## Experimental (Trial) Research

In experimental—or trial—research, the investigator directly controls selected conditions or characteristics of the environment and observes the effects these changes have on other features of the problem at hand in order to determine causal relations. Control over subject and sample selection, study design, environmental conditions, and other facets influencing empirical results are crucial to an understanding of causal relations. There are three types of studies categorized as experimental in social science research: quasi-experiments, randomized field trials, and single-subject studies. All of these methods, excluding several types of pre- and quasi-experiments, rely on comparisons of measurable effects. Experimental research in the social sciences has been critiqued and its suitability for social studies debated for centuries. Experimental research is not able to offer nuanced descriptions of phenomena, or to explore problems that are poorly understood, as in these cases adequate formulation of hypotheses is not possible. Both experimental and descriptive research is needed to formulate useful theoretical models, as each method has different purposes that complement each other.

Keywords Alternate Hypothesis; Construct Validity; Experimental Control; External Validity; Internal Validity; Newman-Pearson Hypothesis Testing; Null Hypothesis; Null Hypothesis Significance Testing; Predictive Validity; Randomized Field Trials; Scientific Method; Type I Error; Type II Error; Variables

### Overview

### Foundations of Experimental Research

Research, the process through which questions are articulated and investigated, generally takes one of two forms: descriptive or explanatory. Descriptive, or correlational, research aims to elucidate the matter of the inquiry as this naturally manifests in a given environment. In contrast, experimental research manipulates aspects of the environment or of the phenomenon in question in order to discover causal relationships (Marriott, 1998). Some argue experimental studies are underused in education (National Research Council, 2002).
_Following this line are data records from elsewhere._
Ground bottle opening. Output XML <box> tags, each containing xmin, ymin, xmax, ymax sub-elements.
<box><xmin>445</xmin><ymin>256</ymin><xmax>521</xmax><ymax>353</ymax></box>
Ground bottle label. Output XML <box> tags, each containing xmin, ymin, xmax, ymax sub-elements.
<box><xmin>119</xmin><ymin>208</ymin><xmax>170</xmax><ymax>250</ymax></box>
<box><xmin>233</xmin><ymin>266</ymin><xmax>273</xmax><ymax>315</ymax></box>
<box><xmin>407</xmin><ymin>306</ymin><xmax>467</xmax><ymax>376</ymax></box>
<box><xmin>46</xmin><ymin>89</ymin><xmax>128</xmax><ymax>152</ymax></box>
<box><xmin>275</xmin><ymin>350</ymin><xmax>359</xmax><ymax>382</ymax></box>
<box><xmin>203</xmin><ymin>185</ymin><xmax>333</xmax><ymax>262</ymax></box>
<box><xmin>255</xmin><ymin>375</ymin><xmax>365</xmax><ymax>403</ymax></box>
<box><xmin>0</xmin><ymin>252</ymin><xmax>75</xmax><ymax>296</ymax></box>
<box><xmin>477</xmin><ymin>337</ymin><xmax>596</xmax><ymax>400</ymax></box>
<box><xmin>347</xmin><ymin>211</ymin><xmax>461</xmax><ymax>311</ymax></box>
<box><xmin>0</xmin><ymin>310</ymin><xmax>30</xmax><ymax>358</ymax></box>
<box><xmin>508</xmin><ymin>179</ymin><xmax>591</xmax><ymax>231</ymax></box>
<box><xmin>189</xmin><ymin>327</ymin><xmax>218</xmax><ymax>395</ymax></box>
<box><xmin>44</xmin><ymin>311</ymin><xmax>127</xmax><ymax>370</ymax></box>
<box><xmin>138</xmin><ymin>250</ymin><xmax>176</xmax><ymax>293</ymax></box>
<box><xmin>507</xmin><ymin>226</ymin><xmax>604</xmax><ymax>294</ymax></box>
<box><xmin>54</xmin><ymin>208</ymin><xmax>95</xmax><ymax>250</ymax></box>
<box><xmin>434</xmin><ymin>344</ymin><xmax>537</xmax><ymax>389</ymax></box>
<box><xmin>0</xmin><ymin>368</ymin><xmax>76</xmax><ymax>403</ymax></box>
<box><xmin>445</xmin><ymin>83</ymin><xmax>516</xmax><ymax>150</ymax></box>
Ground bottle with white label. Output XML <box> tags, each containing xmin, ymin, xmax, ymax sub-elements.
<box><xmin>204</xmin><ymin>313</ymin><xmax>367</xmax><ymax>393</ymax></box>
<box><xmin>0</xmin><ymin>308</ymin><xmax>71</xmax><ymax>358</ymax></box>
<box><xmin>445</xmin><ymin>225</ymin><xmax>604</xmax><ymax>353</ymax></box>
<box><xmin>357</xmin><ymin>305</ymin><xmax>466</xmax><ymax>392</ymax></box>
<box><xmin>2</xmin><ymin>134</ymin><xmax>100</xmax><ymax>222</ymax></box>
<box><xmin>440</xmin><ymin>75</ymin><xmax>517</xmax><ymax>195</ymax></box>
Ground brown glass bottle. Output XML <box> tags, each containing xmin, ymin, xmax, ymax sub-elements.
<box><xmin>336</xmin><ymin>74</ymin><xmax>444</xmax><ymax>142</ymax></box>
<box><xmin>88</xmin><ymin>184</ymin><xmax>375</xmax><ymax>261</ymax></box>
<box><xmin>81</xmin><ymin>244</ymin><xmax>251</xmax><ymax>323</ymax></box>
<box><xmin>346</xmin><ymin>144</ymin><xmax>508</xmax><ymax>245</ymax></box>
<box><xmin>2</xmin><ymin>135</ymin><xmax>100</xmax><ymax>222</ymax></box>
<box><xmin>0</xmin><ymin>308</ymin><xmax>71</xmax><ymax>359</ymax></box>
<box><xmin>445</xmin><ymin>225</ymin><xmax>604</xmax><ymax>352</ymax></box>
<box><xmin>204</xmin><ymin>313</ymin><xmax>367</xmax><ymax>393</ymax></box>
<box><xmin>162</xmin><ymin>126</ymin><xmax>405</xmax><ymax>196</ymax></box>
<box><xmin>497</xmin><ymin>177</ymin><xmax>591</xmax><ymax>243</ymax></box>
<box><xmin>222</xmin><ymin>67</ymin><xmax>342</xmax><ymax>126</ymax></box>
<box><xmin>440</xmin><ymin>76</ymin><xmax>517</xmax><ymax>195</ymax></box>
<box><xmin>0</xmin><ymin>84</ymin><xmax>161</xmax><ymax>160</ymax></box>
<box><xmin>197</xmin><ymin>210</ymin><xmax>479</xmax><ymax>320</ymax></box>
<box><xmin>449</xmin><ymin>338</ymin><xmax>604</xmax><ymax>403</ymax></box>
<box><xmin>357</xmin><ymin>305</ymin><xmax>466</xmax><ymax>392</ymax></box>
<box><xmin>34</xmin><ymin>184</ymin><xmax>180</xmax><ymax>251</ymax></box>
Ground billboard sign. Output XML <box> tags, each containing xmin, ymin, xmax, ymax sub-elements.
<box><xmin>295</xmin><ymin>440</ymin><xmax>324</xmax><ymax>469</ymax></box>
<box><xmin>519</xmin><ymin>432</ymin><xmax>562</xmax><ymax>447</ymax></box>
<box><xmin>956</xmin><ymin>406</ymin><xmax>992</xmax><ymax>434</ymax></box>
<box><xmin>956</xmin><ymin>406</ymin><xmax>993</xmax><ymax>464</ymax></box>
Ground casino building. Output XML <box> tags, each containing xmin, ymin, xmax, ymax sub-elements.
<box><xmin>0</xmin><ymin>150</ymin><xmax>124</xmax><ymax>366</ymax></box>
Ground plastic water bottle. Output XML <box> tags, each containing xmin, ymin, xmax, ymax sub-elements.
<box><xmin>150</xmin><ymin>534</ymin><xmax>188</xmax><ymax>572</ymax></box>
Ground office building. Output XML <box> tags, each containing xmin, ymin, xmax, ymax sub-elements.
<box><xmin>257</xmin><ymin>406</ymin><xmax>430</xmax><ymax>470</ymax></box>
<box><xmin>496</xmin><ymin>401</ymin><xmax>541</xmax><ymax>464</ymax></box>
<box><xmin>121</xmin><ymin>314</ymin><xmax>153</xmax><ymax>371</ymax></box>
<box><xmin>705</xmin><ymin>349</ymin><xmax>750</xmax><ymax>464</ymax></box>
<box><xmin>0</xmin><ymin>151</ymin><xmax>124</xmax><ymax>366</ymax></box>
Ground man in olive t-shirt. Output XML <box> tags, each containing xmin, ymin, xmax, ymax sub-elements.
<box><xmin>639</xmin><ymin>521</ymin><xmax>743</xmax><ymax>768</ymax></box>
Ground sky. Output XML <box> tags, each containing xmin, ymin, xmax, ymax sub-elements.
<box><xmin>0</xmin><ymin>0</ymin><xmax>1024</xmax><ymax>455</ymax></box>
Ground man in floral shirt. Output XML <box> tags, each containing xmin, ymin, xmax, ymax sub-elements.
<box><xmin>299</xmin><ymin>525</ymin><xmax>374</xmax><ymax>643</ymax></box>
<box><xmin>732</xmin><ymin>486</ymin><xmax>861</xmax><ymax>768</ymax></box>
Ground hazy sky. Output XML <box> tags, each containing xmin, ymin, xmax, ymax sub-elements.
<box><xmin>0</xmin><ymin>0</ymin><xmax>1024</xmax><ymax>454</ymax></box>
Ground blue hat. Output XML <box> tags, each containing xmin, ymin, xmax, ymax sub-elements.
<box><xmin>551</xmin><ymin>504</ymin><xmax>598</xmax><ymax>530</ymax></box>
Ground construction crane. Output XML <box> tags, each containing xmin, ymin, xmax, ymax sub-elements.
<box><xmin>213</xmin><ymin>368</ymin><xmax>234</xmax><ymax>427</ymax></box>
In experimental—or trial—research, the investigator directly controls selected conditions or characteristics of the environment and observes the effects these changes have on other features of the problem at hand. The variables manipulated in an experiment are referred to as independent—though they are for the most part controlled by the researcher—because they in turn may control, or cause changes in other, *dependent* variables. A relationship between the dependent and independent variables is postulated by a hypothesis, the starting point for any experimental study (Marriott, 1998).

Hypotheses are propositions that articulate possible explanations of observed phenomena, and are categorized as either null or alternative. In experimental research, investigators first propose a null hypothesis that posits there is no causal relationship between the dependent and independent variables, and an alternate hypothesis that posits there is. They then use experiments to manipulate the independent variables and to document observations of the changing relation between dependent and independent variables.

The next step in experimental research is to statistically interpret collected data. Statistical analysis is used to probe the accumulated empirical observations for evidence that there is no cause-effect relationship between the variables of the study, or, that the null hypothesis cannot be rejected (Sax, 1968). If the analysis shows there *are* statistically significant variations in the data that point to the presence of a causal relation, the null hypothesis is rejected, and experimental results are used to propose, support, or refute scientific theories.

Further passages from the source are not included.